# Existing 12/12 SLATE roof - How to safely paint dormer sides



## Roxy Remodeling (Aug 4, 2014)

Have to paint the sides on three dormers sticking out of a 12/12 SLATE roof -(this will be a rare event so I don't want to invest in anything expensive that I'll rarely use). I'm thinking of making temp toe boards on a sheet of OSB and 2x4s then hang that off the peak with 2x4s & 2x6s and adding two additional ropes (plan on using in my harness too). One man operation here - no way to get a cherry picker in the terraced yard nor is there a budget for it. Anyone have some tips on doing this. TIA Steve


----------



## overanalyze (Dec 28, 2010)

Rent a boom lift. Safest way I can think of for yourself and the roof.


----------



## JakethePainter (May 23, 2014)

I'd use a boom. If you cant get one into the courtyard then maybe you can get an articulating boom to reach up and over from the other side.


----------



## jaydee (Mar 20, 2014)

try these
http://www.ultimateridgehook.com/index.html

you can add roof brackets to the boards

they work great,


----------



## instock (Nov 17, 2012)

Last time I did dormers, I put my biggest ladder on the ground and laid it flat on the roof so it matched to roof pitch. Put some padding under so you don't scratch the roof. At that angle, it wouldn't hold any weight, so I used another ladder to get up. Once I was up there, the big ladder gave me something to get a foothold and I felt pretty safe.

The customer had actually hired another painter to paint the whole exterior. He painted everything EXCEPT the dormers. He just couldn't figure out how to do it. That's how I wound up with the job!


----------



## tenon0774 (Feb 7, 2013)

Roxy Remodeling said:


> Have to paint the sides on three dormers sticking out of a 12/12 SLATE roof -(this will be a rare event so I don't want to invest in anything expensive that I'll rarely use). I'm thinking of making temp toe boards on a sheet of OSB and 2x4s then hang that off the peak with 2x4s & 2x6s and adding two additional ropes (plan on using in my harness too). One man operation here - no way to get a cherry picker in the terraced yard nor is there a budget for it. Anyone have some tips on doing this.

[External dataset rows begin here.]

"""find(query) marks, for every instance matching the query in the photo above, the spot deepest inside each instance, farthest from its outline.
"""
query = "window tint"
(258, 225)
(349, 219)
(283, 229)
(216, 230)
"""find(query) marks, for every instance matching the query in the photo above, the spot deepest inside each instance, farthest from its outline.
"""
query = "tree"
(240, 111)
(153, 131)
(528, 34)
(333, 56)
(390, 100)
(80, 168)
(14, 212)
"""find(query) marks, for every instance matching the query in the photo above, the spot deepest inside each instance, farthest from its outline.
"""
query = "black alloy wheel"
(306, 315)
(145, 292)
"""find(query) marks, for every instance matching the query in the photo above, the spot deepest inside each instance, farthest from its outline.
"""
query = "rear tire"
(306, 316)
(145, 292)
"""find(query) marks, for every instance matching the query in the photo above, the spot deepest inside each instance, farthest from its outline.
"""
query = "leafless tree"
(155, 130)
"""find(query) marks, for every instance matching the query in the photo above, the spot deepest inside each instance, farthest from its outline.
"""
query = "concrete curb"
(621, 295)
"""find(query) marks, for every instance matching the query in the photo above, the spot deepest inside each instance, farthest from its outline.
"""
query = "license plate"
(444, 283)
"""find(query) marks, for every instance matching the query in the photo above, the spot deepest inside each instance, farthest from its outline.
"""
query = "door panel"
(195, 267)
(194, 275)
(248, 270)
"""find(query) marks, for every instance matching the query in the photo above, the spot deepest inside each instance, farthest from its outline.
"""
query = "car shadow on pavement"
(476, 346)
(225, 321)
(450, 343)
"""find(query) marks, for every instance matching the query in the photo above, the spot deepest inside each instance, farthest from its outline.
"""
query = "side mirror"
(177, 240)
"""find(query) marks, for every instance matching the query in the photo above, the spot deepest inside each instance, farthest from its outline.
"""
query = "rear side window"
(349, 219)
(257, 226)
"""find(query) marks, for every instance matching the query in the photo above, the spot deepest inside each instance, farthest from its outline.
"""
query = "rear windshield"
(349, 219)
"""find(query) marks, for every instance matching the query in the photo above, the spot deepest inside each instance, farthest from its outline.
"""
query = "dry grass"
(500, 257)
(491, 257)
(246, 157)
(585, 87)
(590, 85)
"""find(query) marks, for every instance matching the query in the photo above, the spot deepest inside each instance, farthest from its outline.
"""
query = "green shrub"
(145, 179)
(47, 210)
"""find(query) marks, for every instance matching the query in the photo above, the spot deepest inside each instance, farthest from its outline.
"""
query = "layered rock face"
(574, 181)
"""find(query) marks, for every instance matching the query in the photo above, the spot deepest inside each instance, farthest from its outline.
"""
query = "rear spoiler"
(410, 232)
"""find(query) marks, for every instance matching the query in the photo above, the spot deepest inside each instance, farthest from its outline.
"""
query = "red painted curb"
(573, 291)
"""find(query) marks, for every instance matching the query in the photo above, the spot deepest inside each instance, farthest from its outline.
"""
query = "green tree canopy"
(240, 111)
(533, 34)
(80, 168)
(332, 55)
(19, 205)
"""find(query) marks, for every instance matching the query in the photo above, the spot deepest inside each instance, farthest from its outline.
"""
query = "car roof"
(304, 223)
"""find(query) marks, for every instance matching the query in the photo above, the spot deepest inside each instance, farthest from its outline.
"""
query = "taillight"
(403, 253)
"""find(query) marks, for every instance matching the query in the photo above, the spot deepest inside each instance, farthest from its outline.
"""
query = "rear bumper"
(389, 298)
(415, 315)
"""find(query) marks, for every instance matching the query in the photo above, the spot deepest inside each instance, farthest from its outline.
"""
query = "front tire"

TIA Steve


If you don't have a roof hook, you might want to invest in one, although;

Plywood would distribute the weight better on old slate. (with or without the hook)


Chicken boards sound alright;

Just don't "Foghorn, Leghorn" the screws.


----------



## Warren (Feb 19, 2005)

I have made some osb with cleats like the op talked about. I called them

Roofease.

I tied them into the sub fascia using ledgerlocks.


----------



## griz (Nov 26, 2009)

Articulating Boom Lift....:thumbsup:

I do not understand why there is such an aversion to using equipment on a job when it makes the task at hand easier, quicker and safer.


----------



## Cmac9000 (Jan 7, 2014)

griz said:


> Articulating Boom Lift....:thumbsup: I do not understand why there is such an aversion to using equipment on a job when it makes the task at hand easier, quicker and safer.


No other choice but the right one here! Use the right tool for the job


----------



## avenge (Sep 25, 2008)

Turn down the job. I used to do some crazy, stupid, dangerous stuff but I don't do crap like that anymore unless the lift is being delivered and paid for as part of the estimate.


----------



## Twpaint (Aug 1, 2014)

avenge said:


> Turn down the job. I used to do some crazy, stupid, dangerous stuff but I don't do crap like that anymore unless the lift is being delivered and paid for as part of the estimate.


Bingo


----------



## jlsconstruction (Apr 26, 2011)




----------



## jb4211 (Jul 13, 2010)

First: that's way too high
Second: charge your battery, your at 20%


----------



## jlsconstruction (Apr 26, 2011)

jb4211 said:


> First: that's way too high Second: charge your battery, your at 20%



It'll go up and over a house


----------



## Tom Struble (Mar 2, 2007)

if it don't sink in the driveway..


----------



## jb4211 (Jul 13, 2010)

jlsconstruction said:


> It'll go up and over a house


Not with this guy in it


----------



## jlsconstruction (Apr 26, 2011)

Tom Struble said:


> if it don't sink in the driveway..



Then get this one and park it down the block :laughing:













I went on an 80' one one time, it's a little scary. But we have a 100' ladder truck at our fire department I've been in countless times with no problem, but that doesn't sway nearly as much


----------



## jb4211 (Jul 13, 2010)

Dude....wait a minute...You were on a ladder 100' in the air...sober....?


----------



## jlsconstruction (Apr 26, 2011)

jb4211 said:


> Dude....wait a minute...You were on a ladder 100' in the air...sober....?


In the bucket. I had my helmet on at least


----------



## jb4211 (Jul 13, 2010)

Not this guy
No way
They'd have to shoot me first


----------